UX Research brings your customers and users into the service and product development process. The purpose is to ensure that the product or service being developed meets the user’s known and unknown needs, is intuitive, and delivers an effective and consistent user experience.

When Does UX Research Take Place?

There are four stages that UX research takes place, as illustrated by the following graphic.

Discovery Research

The first stage is discovery research (can also be referred to as foundation research). It is used to identify the problem space and opportunity. For those familiar with the Design Council double-diamond approach, this mirrors the divergent stage of the first diamond.

The key is that at this stage we are casting our net as wide as possible. Preconceived ideas about how the product or service will work are not welcome here.
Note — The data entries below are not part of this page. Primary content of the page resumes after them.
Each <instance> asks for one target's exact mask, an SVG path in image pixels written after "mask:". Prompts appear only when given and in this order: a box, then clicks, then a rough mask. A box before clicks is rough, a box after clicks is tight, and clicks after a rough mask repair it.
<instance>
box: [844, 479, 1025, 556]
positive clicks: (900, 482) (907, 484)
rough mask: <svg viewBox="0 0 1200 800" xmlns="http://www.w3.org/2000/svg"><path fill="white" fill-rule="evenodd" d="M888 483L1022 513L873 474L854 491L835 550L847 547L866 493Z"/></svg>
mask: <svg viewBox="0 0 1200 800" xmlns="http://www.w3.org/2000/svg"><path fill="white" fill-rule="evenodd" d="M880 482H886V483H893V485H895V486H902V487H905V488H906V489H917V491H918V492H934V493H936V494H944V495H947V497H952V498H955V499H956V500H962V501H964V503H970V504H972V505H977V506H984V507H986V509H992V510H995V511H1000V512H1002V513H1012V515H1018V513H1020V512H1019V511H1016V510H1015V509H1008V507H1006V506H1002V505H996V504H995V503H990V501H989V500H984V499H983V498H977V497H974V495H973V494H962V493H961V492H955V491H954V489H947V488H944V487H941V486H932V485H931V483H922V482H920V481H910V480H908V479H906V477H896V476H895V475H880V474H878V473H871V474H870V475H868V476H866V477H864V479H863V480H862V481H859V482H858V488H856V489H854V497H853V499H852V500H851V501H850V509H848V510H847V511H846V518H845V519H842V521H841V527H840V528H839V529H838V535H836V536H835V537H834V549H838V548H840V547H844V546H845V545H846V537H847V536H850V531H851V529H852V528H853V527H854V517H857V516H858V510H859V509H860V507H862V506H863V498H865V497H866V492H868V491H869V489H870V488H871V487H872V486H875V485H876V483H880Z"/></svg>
Research should focus on uncovering the user’s unmet, possibly unknown needs; their mental models; their “jobs to be done”. Only by keeping this stage wide can we truly create valuable and differentiated products and services.

Generative Research

When it is clear that we have a proposition that can address the needs of our customers, we will then need to establish the building blocks of the experience. Generative is a key stage that translates the outcomes from discovery research into tangible artifacts that guide the design. Where discovery research defines the need, generative research defines the experience.

To be clear, generative research should not limit the design team. It should help to open up possibilities and to avoid dead ends. Good generative research that underpins the design will save time and money as the design is created.

Evaluative Research

When designs for the product or service are available, we provide evaluative research. This is often where usability testing comes in, which is one of the most commonly adopted methodologies in user experience research, but can take other forms.

Assuming discovery research has been followwed by generative research, the designs under evaluation will have very little guess work in them. The evaluation can therefore focus on the design alternatives the team has come up with rather than trying to work out if they thing is of value at all. It is very common for companies to skip the first two stages and see their product or services unravel under evaluation.

Optimisation Research

Finally, when the product or service is live, we support the client’s optimisation approach with qualitative research. This provides the “why” to the “what” that is delivered by tech measurement.